I kind of look at the Premier Annual Pass like buying dessert at an all you can eat place.  You can only eat so much.  And you can only spend so much time in the parks (we all only have so much time available, whether it's 2 weeks, 12 weeks or 52 weeks!), and whether it's one park or the other or both, it's still the same amount of time.

Having said that, if they do an incredible deal on the Premier Annual Pass (highly unlikely), we just might jump all over it.


----------



## MauiLea (Sep 16, 2013)

The DVC annual discount helps for the AP. It also helps to get an additional discount for renewal. 

I agree with MichaelColey. We don't typically renew for the next year (even with the discount) because we feel it is better to take A YEAR OFF (or two) so we don't overload on all things Disney.  When we have the AP, we tend to go 4 - 6 weeks over the year and that's plenty for us. We'll take a break before we sign up again. 

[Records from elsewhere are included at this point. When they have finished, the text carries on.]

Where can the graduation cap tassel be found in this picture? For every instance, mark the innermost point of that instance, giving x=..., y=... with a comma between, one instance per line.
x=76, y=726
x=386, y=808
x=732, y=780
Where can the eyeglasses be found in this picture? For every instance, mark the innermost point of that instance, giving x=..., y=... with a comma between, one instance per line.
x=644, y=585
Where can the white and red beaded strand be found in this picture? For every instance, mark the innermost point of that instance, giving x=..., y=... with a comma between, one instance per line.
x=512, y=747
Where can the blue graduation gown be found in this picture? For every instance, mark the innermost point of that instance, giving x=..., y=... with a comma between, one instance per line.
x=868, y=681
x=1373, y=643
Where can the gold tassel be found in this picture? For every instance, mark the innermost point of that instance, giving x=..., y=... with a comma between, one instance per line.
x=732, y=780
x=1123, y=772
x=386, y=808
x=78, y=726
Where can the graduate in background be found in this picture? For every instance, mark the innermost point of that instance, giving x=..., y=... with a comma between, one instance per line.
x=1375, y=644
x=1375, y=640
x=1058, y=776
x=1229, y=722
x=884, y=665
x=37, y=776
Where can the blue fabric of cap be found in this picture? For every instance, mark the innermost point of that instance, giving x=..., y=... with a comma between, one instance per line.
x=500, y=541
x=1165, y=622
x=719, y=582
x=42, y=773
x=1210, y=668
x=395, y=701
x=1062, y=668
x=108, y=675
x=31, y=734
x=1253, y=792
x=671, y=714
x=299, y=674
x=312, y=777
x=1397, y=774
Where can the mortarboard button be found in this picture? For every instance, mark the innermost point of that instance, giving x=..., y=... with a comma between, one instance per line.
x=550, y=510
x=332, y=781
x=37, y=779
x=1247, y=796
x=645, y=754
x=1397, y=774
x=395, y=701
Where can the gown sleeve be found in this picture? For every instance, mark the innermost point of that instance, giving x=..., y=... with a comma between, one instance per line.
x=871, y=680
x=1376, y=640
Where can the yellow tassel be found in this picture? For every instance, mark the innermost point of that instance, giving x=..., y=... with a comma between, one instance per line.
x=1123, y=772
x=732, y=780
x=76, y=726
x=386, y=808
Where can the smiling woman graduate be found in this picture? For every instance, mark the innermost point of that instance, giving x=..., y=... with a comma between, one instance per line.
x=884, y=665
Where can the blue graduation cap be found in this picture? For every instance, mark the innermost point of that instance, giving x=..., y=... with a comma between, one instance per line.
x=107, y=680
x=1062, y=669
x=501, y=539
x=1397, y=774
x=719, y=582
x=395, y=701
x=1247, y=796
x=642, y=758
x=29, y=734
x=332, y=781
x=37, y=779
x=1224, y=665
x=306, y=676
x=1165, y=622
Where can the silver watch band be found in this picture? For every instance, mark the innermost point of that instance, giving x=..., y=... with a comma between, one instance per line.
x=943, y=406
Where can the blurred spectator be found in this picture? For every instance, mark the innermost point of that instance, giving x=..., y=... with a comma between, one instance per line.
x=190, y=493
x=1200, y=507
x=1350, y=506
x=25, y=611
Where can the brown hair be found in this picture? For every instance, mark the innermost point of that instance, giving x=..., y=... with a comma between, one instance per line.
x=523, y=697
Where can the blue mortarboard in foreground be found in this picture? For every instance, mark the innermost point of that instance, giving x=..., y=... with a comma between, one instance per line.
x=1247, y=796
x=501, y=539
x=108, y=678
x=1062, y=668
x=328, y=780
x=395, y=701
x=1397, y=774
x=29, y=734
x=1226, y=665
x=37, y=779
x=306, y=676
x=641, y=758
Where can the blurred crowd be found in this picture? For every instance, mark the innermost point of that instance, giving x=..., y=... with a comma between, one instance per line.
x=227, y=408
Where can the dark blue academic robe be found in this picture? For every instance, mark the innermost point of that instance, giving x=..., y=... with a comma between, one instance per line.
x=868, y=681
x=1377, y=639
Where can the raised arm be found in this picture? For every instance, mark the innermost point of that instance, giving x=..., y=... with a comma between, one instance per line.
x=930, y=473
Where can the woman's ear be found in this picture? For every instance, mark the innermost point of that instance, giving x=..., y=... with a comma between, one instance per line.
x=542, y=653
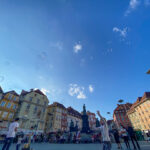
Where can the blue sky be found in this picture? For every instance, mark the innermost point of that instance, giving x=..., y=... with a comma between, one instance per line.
x=78, y=52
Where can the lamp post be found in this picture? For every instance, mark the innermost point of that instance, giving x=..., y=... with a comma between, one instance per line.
x=148, y=72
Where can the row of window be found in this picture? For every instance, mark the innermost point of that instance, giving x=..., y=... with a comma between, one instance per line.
x=6, y=114
x=9, y=105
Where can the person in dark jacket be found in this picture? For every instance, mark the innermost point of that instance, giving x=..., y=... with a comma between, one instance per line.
x=133, y=137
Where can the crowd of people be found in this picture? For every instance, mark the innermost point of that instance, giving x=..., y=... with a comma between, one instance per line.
x=104, y=135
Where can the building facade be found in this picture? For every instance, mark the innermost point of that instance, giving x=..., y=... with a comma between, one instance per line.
x=120, y=115
x=56, y=119
x=32, y=111
x=8, y=107
x=139, y=113
x=75, y=116
x=92, y=120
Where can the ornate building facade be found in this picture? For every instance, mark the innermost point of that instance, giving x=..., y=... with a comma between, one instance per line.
x=74, y=116
x=120, y=115
x=32, y=110
x=9, y=102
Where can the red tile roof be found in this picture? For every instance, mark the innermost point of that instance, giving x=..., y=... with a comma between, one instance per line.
x=56, y=104
x=139, y=101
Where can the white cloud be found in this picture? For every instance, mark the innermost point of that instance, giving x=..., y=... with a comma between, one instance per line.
x=91, y=89
x=58, y=45
x=147, y=2
x=123, y=32
x=77, y=48
x=133, y=4
x=75, y=90
x=81, y=95
x=45, y=91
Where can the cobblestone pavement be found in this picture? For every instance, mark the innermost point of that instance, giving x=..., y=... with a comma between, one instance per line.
x=48, y=146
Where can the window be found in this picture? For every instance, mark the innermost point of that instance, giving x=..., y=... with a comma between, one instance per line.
x=44, y=103
x=14, y=106
x=4, y=114
x=15, y=98
x=9, y=105
x=30, y=98
x=9, y=97
x=28, y=106
x=3, y=103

We did buy a 10 day, single park per day, NO expiration pass about 3 years ago. We've used 3 days so far. This gives us the flexibility to visit for a day or two, if we don't plan to visit WDW again over a 12 month period.


----------



## chunkygal (Sep 24, 2013)

Slightly off topic...but I went to Disney in early sept and found in an old Disney folder of mine a paper 5 day non expiring park hopper. Asked and it still had 2 days on it! like finding a $20 in your pocket. I paid $204 for it in 2005. Awesome!


----------



## Sea Six (Sep 29, 2013)

I save a few bucks by buying my Florida resident passes at AAA.  We used to get one annual and one season, but now they offer all the discounts with the seasonal pass that they do with the annual pass (shopping, restaurants, etc)  EXCEPT for parking.


----------